Demo against South West pay cartel


A 24-hour general strike to defend the NHS

Dominico Hill, Bristol Socialist Party

Over 2,000 trade unionists and their families marched in Bristol on Saturday 1 December to protest against the recently formed NHS employer, South West Regional Pay Consortium.

A leaked document from the cartel shows they intend to rip up terms and conditions wholesale. Everything is up for grabs – NHS workers will have to work longer hours, get fewer holidays, less sick pay and a cut in wages.

If that wasn’t enough, national pay bargaining and all shift allowances will be scrapped.

Strategy

The Unite and Unison unions called the demo together with the Bristol and District Anti-Cuts Alliance.

The demo was angry and lively. I spoke to dozens of people, arguing the case for a 24-hour general strike to defeat the cuts.

Not one disagreed or thought it was unreasonable or unrealistic, though quite a few did not know that their own trade unions officially support the call for a general strike.

At the rally trade union officials denounced the cartel’s proposals without putting forward any strategy to defeat them.

Mervyn Rees, the failed Labour candidate in the recent mayoral elections in Bristol, was greeted by a chorus of boos.

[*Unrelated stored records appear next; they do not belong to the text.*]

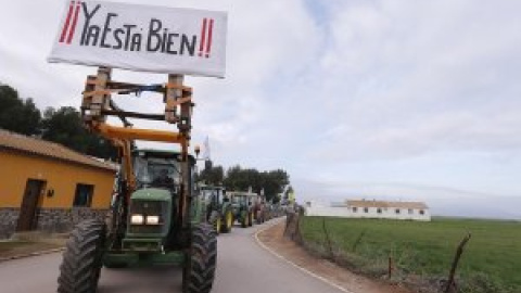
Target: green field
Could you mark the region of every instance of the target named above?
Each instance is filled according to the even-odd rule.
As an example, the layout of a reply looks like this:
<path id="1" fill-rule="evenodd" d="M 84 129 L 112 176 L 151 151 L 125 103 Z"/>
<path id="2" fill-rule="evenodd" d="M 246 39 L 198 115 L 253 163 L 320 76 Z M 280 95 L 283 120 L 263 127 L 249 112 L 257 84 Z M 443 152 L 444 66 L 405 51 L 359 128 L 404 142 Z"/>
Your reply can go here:
<path id="1" fill-rule="evenodd" d="M 446 278 L 459 242 L 472 238 L 457 277 L 461 292 L 521 292 L 521 222 L 433 218 L 430 222 L 304 217 L 304 242 L 328 254 L 322 219 L 333 252 L 348 266 L 383 276 L 391 256 L 401 276 Z"/>

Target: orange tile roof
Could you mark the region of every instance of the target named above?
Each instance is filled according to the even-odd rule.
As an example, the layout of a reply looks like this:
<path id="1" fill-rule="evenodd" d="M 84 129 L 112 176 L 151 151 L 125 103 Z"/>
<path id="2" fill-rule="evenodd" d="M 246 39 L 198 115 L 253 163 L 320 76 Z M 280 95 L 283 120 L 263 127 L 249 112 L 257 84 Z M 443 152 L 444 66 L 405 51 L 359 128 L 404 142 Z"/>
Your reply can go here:
<path id="1" fill-rule="evenodd" d="M 389 208 L 416 208 L 416 209 L 427 209 L 429 208 L 425 203 L 422 202 L 384 202 L 384 201 L 346 201 L 348 206 L 357 207 L 389 207 Z"/>
<path id="2" fill-rule="evenodd" d="M 114 164 L 98 161 L 59 143 L 14 133 L 3 129 L 0 129 L 0 150 L 1 149 L 40 155 L 112 171 L 117 169 Z"/>

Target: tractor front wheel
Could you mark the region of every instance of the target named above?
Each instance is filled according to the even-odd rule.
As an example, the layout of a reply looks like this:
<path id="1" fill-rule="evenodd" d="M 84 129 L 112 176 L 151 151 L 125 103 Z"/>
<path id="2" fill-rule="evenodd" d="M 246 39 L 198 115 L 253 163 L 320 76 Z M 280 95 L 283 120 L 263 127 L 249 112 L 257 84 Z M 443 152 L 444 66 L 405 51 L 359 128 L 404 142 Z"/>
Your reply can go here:
<path id="1" fill-rule="evenodd" d="M 58 278 L 59 293 L 92 293 L 98 289 L 106 226 L 85 220 L 71 234 Z"/>
<path id="2" fill-rule="evenodd" d="M 192 228 L 191 245 L 182 270 L 183 293 L 212 291 L 217 262 L 216 237 L 211 225 L 200 224 Z"/>
<path id="3" fill-rule="evenodd" d="M 247 215 L 247 227 L 252 227 L 253 226 L 253 212 L 250 212 L 250 214 Z"/>
<path id="4" fill-rule="evenodd" d="M 214 227 L 215 232 L 219 234 L 221 226 L 220 214 L 217 212 L 212 212 L 212 215 L 209 216 L 209 224 Z"/>
<path id="5" fill-rule="evenodd" d="M 247 220 L 250 219 L 250 216 L 246 212 L 242 212 L 241 213 L 241 228 L 246 228 L 247 226 L 250 226 L 250 224 L 247 222 Z"/>

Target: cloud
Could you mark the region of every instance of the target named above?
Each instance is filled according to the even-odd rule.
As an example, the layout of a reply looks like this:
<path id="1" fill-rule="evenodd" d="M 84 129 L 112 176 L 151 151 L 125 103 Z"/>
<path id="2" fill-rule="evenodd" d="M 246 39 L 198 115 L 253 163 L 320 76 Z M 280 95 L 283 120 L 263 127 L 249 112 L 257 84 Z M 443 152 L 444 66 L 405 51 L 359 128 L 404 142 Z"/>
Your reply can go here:
<path id="1" fill-rule="evenodd" d="M 332 198 L 356 181 L 521 194 L 514 176 L 521 168 L 521 3 L 175 5 L 229 13 L 227 78 L 186 77 L 196 103 L 193 141 L 209 136 L 216 164 L 281 167 L 297 192 Z M 40 107 L 78 106 L 85 76 L 96 72 L 46 63 L 63 9 L 63 2 L 27 9 L 11 1 L 0 11 L 0 80 Z M 115 71 L 114 78 L 155 84 L 166 77 Z M 117 102 L 162 109 L 147 94 Z M 330 182 L 341 183 L 332 189 Z"/>

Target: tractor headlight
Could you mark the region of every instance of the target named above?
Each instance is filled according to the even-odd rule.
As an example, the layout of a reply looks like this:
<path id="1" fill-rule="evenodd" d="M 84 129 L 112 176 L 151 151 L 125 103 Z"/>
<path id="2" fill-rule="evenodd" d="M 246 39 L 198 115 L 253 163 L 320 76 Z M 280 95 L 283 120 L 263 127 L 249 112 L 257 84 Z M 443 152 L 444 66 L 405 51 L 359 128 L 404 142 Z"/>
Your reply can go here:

He stuck to general platitudes, ‘fairness’, ‘a modern Bristol’, ‘going forward in the 21st Century’, and failed even to mentioned Labour’s commitment to repeal the Con-Dems’ legislation on the NHS.

Only the Bristol and District Anti-Cuts Alliance speaker got a roar of approval when he called on the unions to name the date for a 24-hour general strike.

We gave out hundreds of National Shop Stewards’ Network bulletins. The demonstration, which was called at short notice and given minimal publicity, shows what can be achieved if the unions put their full resources into a campaign.